I’d love to know how Bob answered, but we didn’t get that far into the conversation. Instead, we started talking about the impact of social context and organizational culture on every design project. If you’ve been in this business for any length of time, you know that the big challenges faced on any given design project are rarely technical challenges. The challenges we face most and that are the most daunting are the organizational challenges.
“Tell the client how you think they will screw this project up.” This is an aggressive and confident pitch to make to a client. First, it says to the client that you are so confident in your position that you are willing to be an asshole to them–in their own interest of course. It weeds out clients who can’t or won’t work with strong, opinionated partners. But more to the point, it also turns the conversation towards interesting territory: it’s a declaration that the success of the project is not the responsibility solely of the design firm. The client needs to do a good job too if the project is to succeed. And finally, in placing a burden of project success on the client’s shoulder, it moves project success beyond the realm of design. By assigning responsibility for success of a design project to participants who are by definition not doing the design, it says that in order for design to succeed, non-design factors must be included among the critical success factors of the project. It’s a brilliant ploy.

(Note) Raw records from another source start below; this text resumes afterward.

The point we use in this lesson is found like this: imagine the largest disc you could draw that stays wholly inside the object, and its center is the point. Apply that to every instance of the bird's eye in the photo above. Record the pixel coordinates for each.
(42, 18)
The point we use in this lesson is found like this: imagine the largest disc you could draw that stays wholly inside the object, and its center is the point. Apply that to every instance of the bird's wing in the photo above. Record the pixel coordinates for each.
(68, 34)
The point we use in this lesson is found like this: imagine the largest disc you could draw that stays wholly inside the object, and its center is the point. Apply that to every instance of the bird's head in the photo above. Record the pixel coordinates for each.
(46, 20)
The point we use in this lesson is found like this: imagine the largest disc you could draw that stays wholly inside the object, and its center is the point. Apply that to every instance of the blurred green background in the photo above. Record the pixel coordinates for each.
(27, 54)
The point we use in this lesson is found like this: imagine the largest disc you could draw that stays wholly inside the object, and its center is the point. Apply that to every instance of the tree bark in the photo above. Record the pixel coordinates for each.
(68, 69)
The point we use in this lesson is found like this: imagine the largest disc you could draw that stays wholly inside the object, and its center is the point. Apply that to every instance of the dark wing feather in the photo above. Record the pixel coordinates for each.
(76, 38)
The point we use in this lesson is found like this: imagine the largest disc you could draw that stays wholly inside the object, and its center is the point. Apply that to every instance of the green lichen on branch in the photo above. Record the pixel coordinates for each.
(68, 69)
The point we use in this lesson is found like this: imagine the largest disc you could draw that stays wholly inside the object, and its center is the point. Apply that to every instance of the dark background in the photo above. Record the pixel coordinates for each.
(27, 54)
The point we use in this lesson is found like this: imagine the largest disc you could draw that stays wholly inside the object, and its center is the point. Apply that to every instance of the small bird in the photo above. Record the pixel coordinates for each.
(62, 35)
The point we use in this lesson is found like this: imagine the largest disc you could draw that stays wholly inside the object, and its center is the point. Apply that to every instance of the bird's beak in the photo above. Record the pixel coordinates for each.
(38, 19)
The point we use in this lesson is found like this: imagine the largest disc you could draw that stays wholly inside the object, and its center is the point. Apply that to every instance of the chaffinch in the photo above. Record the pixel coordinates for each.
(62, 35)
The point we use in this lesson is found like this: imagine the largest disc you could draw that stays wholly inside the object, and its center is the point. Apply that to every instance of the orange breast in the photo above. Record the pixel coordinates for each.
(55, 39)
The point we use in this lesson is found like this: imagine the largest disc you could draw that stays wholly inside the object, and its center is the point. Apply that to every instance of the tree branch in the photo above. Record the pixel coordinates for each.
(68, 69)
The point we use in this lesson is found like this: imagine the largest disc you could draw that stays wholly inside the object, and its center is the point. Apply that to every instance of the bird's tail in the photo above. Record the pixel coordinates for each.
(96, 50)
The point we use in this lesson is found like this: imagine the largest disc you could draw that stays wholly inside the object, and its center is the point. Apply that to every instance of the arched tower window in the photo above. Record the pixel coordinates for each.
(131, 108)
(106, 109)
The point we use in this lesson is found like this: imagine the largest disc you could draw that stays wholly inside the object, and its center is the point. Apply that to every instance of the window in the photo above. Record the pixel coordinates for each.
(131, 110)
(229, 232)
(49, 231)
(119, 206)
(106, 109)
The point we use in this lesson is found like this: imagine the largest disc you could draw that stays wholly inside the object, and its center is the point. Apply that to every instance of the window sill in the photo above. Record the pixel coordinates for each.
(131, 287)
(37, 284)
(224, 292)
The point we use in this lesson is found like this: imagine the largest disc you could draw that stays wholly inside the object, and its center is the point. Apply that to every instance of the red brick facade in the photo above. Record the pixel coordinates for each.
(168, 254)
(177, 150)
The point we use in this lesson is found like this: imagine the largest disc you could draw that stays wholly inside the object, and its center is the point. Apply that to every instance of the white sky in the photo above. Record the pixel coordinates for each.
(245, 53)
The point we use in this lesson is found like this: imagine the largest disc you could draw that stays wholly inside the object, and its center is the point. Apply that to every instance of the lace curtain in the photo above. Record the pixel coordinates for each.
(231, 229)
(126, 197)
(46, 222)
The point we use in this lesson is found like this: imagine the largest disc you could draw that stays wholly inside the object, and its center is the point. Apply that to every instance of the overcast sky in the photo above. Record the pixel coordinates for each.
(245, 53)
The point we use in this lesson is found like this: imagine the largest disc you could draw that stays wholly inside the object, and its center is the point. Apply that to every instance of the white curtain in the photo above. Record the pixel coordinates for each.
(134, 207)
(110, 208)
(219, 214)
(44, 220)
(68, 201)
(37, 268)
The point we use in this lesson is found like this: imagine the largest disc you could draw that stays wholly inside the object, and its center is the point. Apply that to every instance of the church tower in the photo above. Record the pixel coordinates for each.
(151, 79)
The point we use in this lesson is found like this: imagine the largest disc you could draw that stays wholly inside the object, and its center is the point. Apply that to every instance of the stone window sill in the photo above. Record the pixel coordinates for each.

I was thinking about this today as I read Don Norman’s “Why Design Education Must Change” on Core77. I agree with Norman’s central point: that designers these days face challenges that go beyond traditional challenges of craft:
Where once industrial designers focused primarily upon form and function, materials and manufacturing, today’s issues are far more complex and challenging. New skills are required, especially for such areas as interaction, experience, and service design. …. The new areas are more like applied social and behavioral sciences and require understanding of human cognition and emotion…
Judging by the comments on Norman’s piece, designers don’t see much to disagree with in the piece. I happen to agree with him as well and yet find the article problematic. I wish he had spent a little less time asserting and more time offering evidence. The evidence is certainly plentiful in my practice–the story above is just one anecdote in a long line. I’d love to hear stories from others.